Despite clever tactics, newcomers' loss to Bulls brings anguish of 2nd narrow defeat

SUPER RUGBY

Sunwolves 27
Bulls 30

It appears the National Stadium is both a talisman and a curse for the Sunwolves. First they lost to the Cheetahs by just one point. Yesterday, they fell to the Bulls by three, leaving them still without a maiden Super Rugby victory.

The 30-27 defeat extended the Japanese franchise's losing streak to four games since joining the elite club competition this year.

Yet, while Kallang has been the site of their heartbreaks, it has also been the stage for their finest performances. They were outclassed in their other games against the Rebels (9-35) and Lions (13-26).

Yesterday, they started bravely, courtesy of a second-minute try by flanker Andrew Durutalo. But the Bulls muscled their way to a 23-10 lead through tries by captain Adriaan Strauss (26th minute) and flanker Roelof Smit (47th).

The Sunwolves struggled to cope with the physicality of the Bulls, who were effective at the rucks, dominated the scrums and had 70 per cent of possession in the first half. The hosts then cleverly resorted to chipping and kicking to try to counter their stronger opponents.

In the 56th minute, they finally found a gap on the left flank. And Japanese star Akihito Yamada recorded his fourth try in two games in Singapore, following the first-half hat-trick he scored in the Sunwolves' 31-32 loss to the Cheetahs a fortnight ago.

The 7,571-strong crowd sensed a possible comeback victory for the home side, but Jamba Ulengo's try shut the door in the 66th minute.

Nonetheless, the Sunwolves finished with a flourish thanks to scrum-half Yuki Yatomi's try at the death.

Coach Mark Hammett felt the three tries which his team conceded were not from defensive errors.

The 43-year-old Kiwi said: "They are big guys, and two of the tries were from push-over scrums. I saw real positives and we kept our defensive line."

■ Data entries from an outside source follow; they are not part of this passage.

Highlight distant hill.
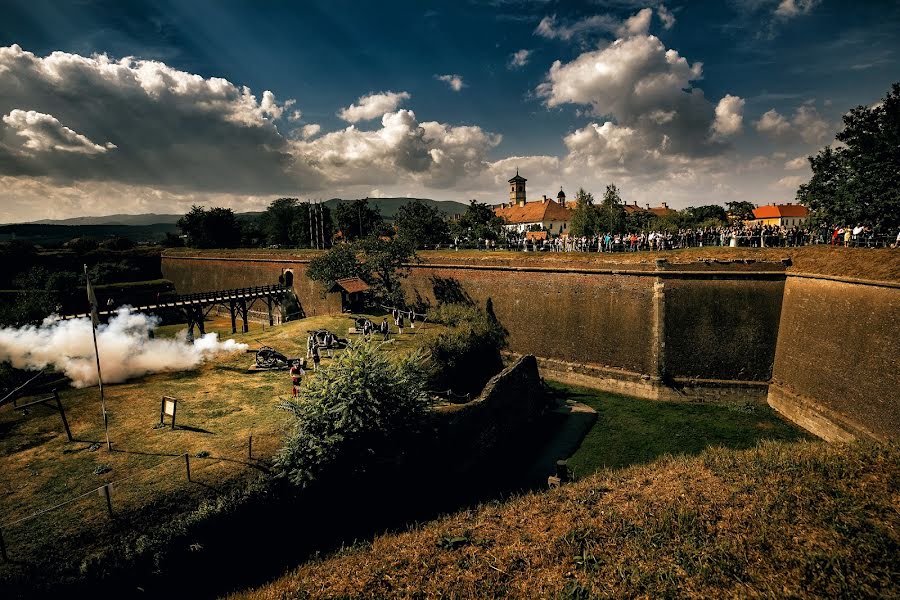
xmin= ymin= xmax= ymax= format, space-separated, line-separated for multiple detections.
xmin=325 ymin=198 xmax=468 ymax=221
xmin=15 ymin=198 xmax=467 ymax=229
xmin=0 ymin=223 xmax=178 ymax=246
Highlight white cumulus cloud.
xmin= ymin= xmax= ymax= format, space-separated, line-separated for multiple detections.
xmin=434 ymin=74 xmax=466 ymax=92
xmin=0 ymin=108 xmax=116 ymax=154
xmin=507 ymin=48 xmax=531 ymax=69
xmin=713 ymin=94 xmax=745 ymax=137
xmin=338 ymin=92 xmax=411 ymax=123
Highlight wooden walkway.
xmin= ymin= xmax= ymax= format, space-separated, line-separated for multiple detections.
xmin=62 ymin=285 xmax=289 ymax=336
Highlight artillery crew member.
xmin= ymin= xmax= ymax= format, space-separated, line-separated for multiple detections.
xmin=290 ymin=360 xmax=303 ymax=398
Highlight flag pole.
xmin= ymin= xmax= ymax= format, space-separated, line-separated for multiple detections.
xmin=84 ymin=265 xmax=112 ymax=452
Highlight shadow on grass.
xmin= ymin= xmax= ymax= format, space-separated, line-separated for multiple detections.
xmin=547 ymin=381 xmax=815 ymax=477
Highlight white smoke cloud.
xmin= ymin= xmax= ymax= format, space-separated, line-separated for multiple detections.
xmin=0 ymin=307 xmax=247 ymax=388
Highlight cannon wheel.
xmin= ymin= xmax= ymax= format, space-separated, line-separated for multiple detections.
xmin=256 ymin=346 xmax=278 ymax=369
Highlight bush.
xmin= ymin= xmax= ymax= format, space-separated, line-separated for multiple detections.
xmin=427 ymin=299 xmax=508 ymax=395
xmin=275 ymin=341 xmax=428 ymax=488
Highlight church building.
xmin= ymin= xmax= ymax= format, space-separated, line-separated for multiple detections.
xmin=494 ymin=169 xmax=574 ymax=236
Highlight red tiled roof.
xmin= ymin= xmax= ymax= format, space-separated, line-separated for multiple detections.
xmin=753 ymin=204 xmax=809 ymax=219
xmin=331 ymin=277 xmax=370 ymax=294
xmin=494 ymin=200 xmax=572 ymax=224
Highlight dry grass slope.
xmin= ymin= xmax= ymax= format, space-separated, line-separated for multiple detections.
xmin=233 ymin=442 xmax=900 ymax=600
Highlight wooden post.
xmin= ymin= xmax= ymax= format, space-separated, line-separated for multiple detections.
xmin=100 ymin=483 xmax=113 ymax=518
xmin=53 ymin=388 xmax=73 ymax=442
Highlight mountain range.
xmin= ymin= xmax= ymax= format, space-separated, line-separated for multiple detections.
xmin=23 ymin=198 xmax=466 ymax=226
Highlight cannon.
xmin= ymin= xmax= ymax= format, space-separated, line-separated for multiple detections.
xmin=307 ymin=329 xmax=347 ymax=348
xmin=247 ymin=346 xmax=300 ymax=369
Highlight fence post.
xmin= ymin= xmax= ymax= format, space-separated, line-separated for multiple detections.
xmin=100 ymin=483 xmax=113 ymax=518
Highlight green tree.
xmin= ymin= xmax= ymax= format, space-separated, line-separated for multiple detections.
xmin=275 ymin=341 xmax=429 ymax=488
xmin=394 ymin=200 xmax=450 ymax=248
xmin=260 ymin=198 xmax=333 ymax=248
xmin=725 ymin=200 xmax=755 ymax=223
xmin=599 ymin=183 xmax=625 ymax=233
xmin=450 ymin=200 xmax=503 ymax=243
xmin=306 ymin=236 xmax=416 ymax=306
xmin=569 ymin=188 xmax=600 ymax=237
xmin=682 ymin=204 xmax=728 ymax=227
xmin=797 ymin=83 xmax=900 ymax=230
xmin=334 ymin=198 xmax=385 ymax=241
xmin=178 ymin=206 xmax=241 ymax=248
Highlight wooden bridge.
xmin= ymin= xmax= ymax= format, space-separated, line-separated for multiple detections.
xmin=63 ymin=285 xmax=289 ymax=337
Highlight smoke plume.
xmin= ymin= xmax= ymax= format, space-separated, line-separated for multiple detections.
xmin=0 ymin=307 xmax=247 ymax=388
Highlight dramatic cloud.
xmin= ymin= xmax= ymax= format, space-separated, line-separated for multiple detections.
xmin=507 ymin=48 xmax=531 ymax=69
xmin=338 ymin=92 xmax=410 ymax=123
xmin=775 ymin=0 xmax=821 ymax=20
xmin=0 ymin=45 xmax=308 ymax=193
xmin=656 ymin=4 xmax=675 ymax=29
xmin=434 ymin=75 xmax=466 ymax=92
xmin=537 ymin=28 xmax=743 ymax=171
xmin=756 ymin=104 xmax=832 ymax=144
xmin=713 ymin=94 xmax=744 ymax=137
xmin=784 ymin=156 xmax=809 ymax=171
xmin=300 ymin=123 xmax=322 ymax=140
xmin=0 ymin=109 xmax=116 ymax=154
xmin=618 ymin=8 xmax=653 ymax=37
xmin=534 ymin=15 xmax=622 ymax=41
xmin=293 ymin=110 xmax=501 ymax=188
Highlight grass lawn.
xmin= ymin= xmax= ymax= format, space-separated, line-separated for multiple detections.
xmin=0 ymin=316 xmax=441 ymax=580
xmin=547 ymin=381 xmax=815 ymax=477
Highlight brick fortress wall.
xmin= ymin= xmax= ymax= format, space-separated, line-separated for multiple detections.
xmin=163 ymin=254 xmax=900 ymax=439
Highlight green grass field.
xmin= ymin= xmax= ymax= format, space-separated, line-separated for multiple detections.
xmin=547 ymin=381 xmax=815 ymax=477
xmin=0 ymin=316 xmax=441 ymax=579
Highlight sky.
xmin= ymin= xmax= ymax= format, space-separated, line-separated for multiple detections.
xmin=0 ymin=0 xmax=900 ymax=222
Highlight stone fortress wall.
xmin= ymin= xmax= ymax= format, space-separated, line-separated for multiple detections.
xmin=162 ymin=252 xmax=900 ymax=440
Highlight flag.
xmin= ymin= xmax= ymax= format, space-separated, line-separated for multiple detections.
xmin=84 ymin=265 xmax=100 ymax=327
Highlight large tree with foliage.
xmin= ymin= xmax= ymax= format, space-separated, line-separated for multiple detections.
xmin=260 ymin=198 xmax=333 ymax=248
xmin=569 ymin=188 xmax=600 ymax=237
xmin=334 ymin=198 xmax=385 ymax=241
xmin=599 ymin=183 xmax=625 ymax=233
xmin=178 ymin=206 xmax=241 ymax=248
xmin=394 ymin=200 xmax=450 ymax=248
xmin=275 ymin=342 xmax=429 ymax=488
xmin=306 ymin=236 xmax=416 ymax=306
xmin=450 ymin=200 xmax=503 ymax=243
xmin=725 ymin=200 xmax=755 ymax=223
xmin=797 ymin=83 xmax=900 ymax=230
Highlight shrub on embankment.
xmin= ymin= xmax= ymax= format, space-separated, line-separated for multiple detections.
xmin=426 ymin=299 xmax=508 ymax=397
xmin=235 ymin=442 xmax=900 ymax=599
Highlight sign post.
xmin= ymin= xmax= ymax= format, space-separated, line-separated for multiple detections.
xmin=159 ymin=396 xmax=178 ymax=429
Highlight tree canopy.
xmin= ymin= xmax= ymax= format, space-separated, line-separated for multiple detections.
xmin=569 ymin=188 xmax=600 ymax=237
xmin=306 ymin=236 xmax=416 ymax=306
xmin=450 ymin=200 xmax=503 ymax=242
xmin=394 ymin=200 xmax=450 ymax=248
xmin=797 ymin=83 xmax=900 ymax=230
xmin=334 ymin=198 xmax=385 ymax=241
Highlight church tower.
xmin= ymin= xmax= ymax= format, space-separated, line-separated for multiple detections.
xmin=509 ymin=169 xmax=528 ymax=206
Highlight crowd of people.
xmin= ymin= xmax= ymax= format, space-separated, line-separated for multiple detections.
xmin=507 ymin=225 xmax=900 ymax=252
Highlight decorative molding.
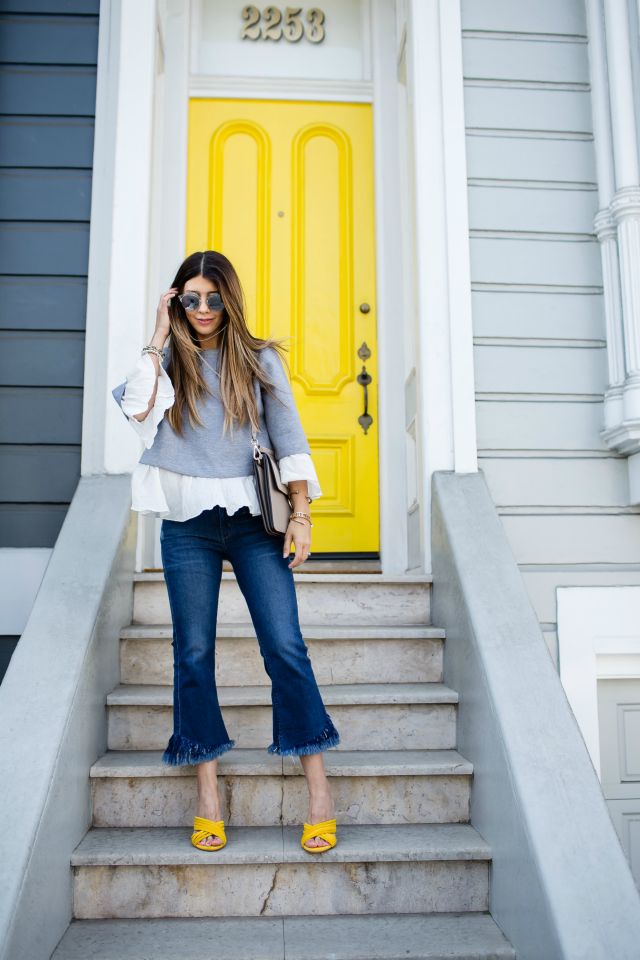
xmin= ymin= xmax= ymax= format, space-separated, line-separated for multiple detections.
xmin=593 ymin=210 xmax=625 ymax=432
xmin=464 ymin=77 xmax=591 ymax=93
xmin=556 ymin=586 xmax=640 ymax=776
xmin=189 ymin=75 xmax=373 ymax=103
xmin=600 ymin=419 xmax=640 ymax=457
xmin=462 ymin=30 xmax=588 ymax=43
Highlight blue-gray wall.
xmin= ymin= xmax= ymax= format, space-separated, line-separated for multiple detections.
xmin=0 ymin=0 xmax=100 ymax=547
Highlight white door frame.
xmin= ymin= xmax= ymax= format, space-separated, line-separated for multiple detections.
xmin=556 ymin=586 xmax=640 ymax=776
xmin=82 ymin=0 xmax=477 ymax=573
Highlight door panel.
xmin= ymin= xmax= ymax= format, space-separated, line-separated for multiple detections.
xmin=187 ymin=99 xmax=379 ymax=554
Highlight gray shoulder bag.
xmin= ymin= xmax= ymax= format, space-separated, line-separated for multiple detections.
xmin=251 ymin=424 xmax=291 ymax=537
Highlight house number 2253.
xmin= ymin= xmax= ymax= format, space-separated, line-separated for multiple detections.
xmin=240 ymin=5 xmax=324 ymax=43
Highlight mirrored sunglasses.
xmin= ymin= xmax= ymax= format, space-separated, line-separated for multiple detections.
xmin=178 ymin=293 xmax=224 ymax=313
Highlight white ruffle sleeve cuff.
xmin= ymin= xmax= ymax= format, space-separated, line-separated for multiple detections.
xmin=278 ymin=453 xmax=322 ymax=500
xmin=121 ymin=353 xmax=175 ymax=449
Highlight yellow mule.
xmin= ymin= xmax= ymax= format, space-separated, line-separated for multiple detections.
xmin=191 ymin=817 xmax=227 ymax=850
xmin=300 ymin=820 xmax=338 ymax=853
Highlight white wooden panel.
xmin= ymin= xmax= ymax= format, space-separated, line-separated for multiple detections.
xmin=472 ymin=291 xmax=605 ymax=340
xmin=522 ymin=566 xmax=640 ymax=623
xmin=464 ymin=86 xmax=591 ymax=133
xmin=480 ymin=457 xmax=629 ymax=507
xmin=462 ymin=37 xmax=589 ymax=83
xmin=501 ymin=514 xmax=640 ymax=564
xmin=598 ymin=680 xmax=640 ymax=799
xmin=467 ymin=135 xmax=596 ymax=183
xmin=0 ymin=547 xmax=51 ymax=635
xmin=607 ymin=800 xmax=640 ymax=887
xmin=618 ymin=704 xmax=640 ymax=789
xmin=471 ymin=237 xmax=602 ymax=287
xmin=476 ymin=400 xmax=607 ymax=450
xmin=469 ymin=185 xmax=598 ymax=233
xmin=462 ymin=0 xmax=587 ymax=35
xmin=474 ymin=346 xmax=607 ymax=394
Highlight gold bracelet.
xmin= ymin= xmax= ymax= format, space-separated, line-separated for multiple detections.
xmin=289 ymin=490 xmax=313 ymax=503
xmin=289 ymin=510 xmax=313 ymax=527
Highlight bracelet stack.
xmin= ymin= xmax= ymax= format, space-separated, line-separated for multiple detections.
xmin=289 ymin=510 xmax=313 ymax=527
xmin=142 ymin=345 xmax=164 ymax=363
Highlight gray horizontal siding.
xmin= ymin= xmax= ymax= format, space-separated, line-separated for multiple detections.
xmin=0 ymin=14 xmax=98 ymax=66
xmin=0 ymin=0 xmax=100 ymax=11
xmin=462 ymin=0 xmax=640 ymax=620
xmin=472 ymin=290 xmax=605 ymax=340
xmin=467 ymin=134 xmax=596 ymax=185
xmin=0 ymin=444 xmax=80 ymax=504
xmin=0 ymin=387 xmax=82 ymax=445
xmin=482 ymin=457 xmax=629 ymax=507
xmin=476 ymin=402 xmax=607 ymax=456
xmin=0 ymin=503 xmax=69 ymax=547
xmin=474 ymin=343 xmax=607 ymax=395
xmin=462 ymin=0 xmax=587 ymax=34
xmin=471 ymin=235 xmax=602 ymax=287
xmin=0 ymin=276 xmax=87 ymax=330
xmin=464 ymin=86 xmax=592 ymax=133
xmin=502 ymin=512 xmax=640 ymax=564
xmin=462 ymin=37 xmax=589 ymax=83
xmin=0 ymin=221 xmax=89 ymax=277
xmin=0 ymin=330 xmax=84 ymax=387
xmin=469 ymin=183 xmax=598 ymax=234
xmin=0 ymin=7 xmax=99 ymax=547
xmin=0 ymin=66 xmax=96 ymax=117
xmin=0 ymin=116 xmax=94 ymax=169
xmin=0 ymin=168 xmax=91 ymax=221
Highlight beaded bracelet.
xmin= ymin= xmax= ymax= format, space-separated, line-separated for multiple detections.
xmin=142 ymin=345 xmax=164 ymax=363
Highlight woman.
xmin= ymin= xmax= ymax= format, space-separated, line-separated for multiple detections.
xmin=113 ymin=250 xmax=340 ymax=853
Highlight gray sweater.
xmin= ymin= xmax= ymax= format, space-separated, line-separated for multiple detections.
xmin=113 ymin=347 xmax=310 ymax=479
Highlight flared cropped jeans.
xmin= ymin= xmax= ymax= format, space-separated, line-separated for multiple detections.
xmin=160 ymin=507 xmax=340 ymax=765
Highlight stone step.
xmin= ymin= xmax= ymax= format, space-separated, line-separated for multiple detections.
xmin=91 ymin=749 xmax=473 ymax=827
xmin=107 ymin=683 xmax=458 ymax=750
xmin=133 ymin=573 xmax=432 ymax=626
xmin=120 ymin=624 xmax=444 ymax=686
xmin=51 ymin=913 xmax=515 ymax=960
xmin=71 ymin=824 xmax=491 ymax=920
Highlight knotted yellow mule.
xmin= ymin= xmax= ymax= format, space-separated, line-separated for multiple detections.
xmin=191 ymin=817 xmax=227 ymax=850
xmin=300 ymin=820 xmax=338 ymax=853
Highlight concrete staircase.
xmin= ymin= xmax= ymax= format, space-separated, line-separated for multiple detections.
xmin=54 ymin=573 xmax=514 ymax=960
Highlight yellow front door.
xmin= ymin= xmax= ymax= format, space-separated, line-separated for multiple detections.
xmin=187 ymin=99 xmax=379 ymax=556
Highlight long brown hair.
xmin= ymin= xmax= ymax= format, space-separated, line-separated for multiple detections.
xmin=167 ymin=250 xmax=284 ymax=436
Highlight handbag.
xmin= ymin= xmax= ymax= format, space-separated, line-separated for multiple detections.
xmin=251 ymin=426 xmax=291 ymax=537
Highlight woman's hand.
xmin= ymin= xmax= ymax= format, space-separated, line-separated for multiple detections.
xmin=282 ymin=518 xmax=311 ymax=570
xmin=282 ymin=480 xmax=311 ymax=570
xmin=151 ymin=287 xmax=178 ymax=350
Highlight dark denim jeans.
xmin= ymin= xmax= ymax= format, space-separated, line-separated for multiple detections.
xmin=160 ymin=507 xmax=340 ymax=765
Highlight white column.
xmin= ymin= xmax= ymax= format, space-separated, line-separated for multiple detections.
xmin=82 ymin=0 xmax=157 ymax=475
xmin=611 ymin=186 xmax=640 ymax=420
xmin=604 ymin=0 xmax=638 ymax=190
xmin=604 ymin=0 xmax=640 ymax=436
xmin=594 ymin=216 xmax=625 ymax=431
xmin=587 ymin=0 xmax=625 ymax=431
xmin=407 ymin=0 xmax=477 ymax=572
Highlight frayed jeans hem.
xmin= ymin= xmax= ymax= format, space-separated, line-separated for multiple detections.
xmin=162 ymin=733 xmax=236 ymax=767
xmin=269 ymin=714 xmax=340 ymax=757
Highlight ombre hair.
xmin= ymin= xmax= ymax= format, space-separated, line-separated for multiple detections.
xmin=167 ymin=250 xmax=284 ymax=436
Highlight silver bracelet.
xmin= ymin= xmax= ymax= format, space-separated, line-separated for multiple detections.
xmin=142 ymin=346 xmax=164 ymax=363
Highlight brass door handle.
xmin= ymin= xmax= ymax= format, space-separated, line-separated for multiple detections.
xmin=356 ymin=343 xmax=373 ymax=437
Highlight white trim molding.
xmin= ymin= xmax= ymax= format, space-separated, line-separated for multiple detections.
xmin=82 ymin=0 xmax=157 ymax=476
xmin=406 ymin=0 xmax=477 ymax=572
xmin=556 ymin=586 xmax=640 ymax=776
xmin=189 ymin=75 xmax=373 ymax=103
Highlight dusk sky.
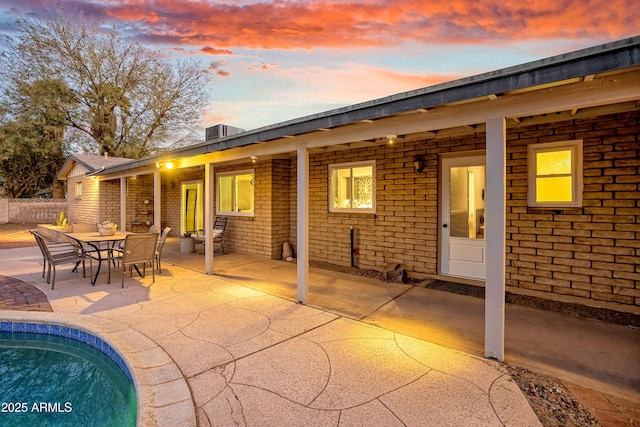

He also praised Yamada, calling him a "real talent" and adding: "He's a world-class finisher. Singapore seems to bring out the best in him."

To that, Yamada joked: "I think Singapore can be my second home."

Bulls coach Nollis Marais felt the Sunwolves are an ever-improving side. The South African said: "I'm just glad we played them now, and not weeks later. They're just going to get better, they're a clever side."

But for Sunwolves' skipper Shota Horie, 30, the loss was another wasted opportunity.

The hooker said: "We regret the four losses and it's disappointing. We've just got to look forward to the next game."

The Sunwolves will next travel to South Africa to face the Kings in Port Elizabeth next Saturday.

Like the Sunwolves, the Kings have lost all four of their matches to date this season.

In fact, the South African outfit have a poorer scoring record than the Japanese newcomers, losing by an average margin of 31 points.

Yet, Hammett insists they are not too hung up about getting a win.

He said: "The moment we believe that we are favourites, we are going to lose. And they are playing on their home ground, so we've got to be prepared to put in our best performance."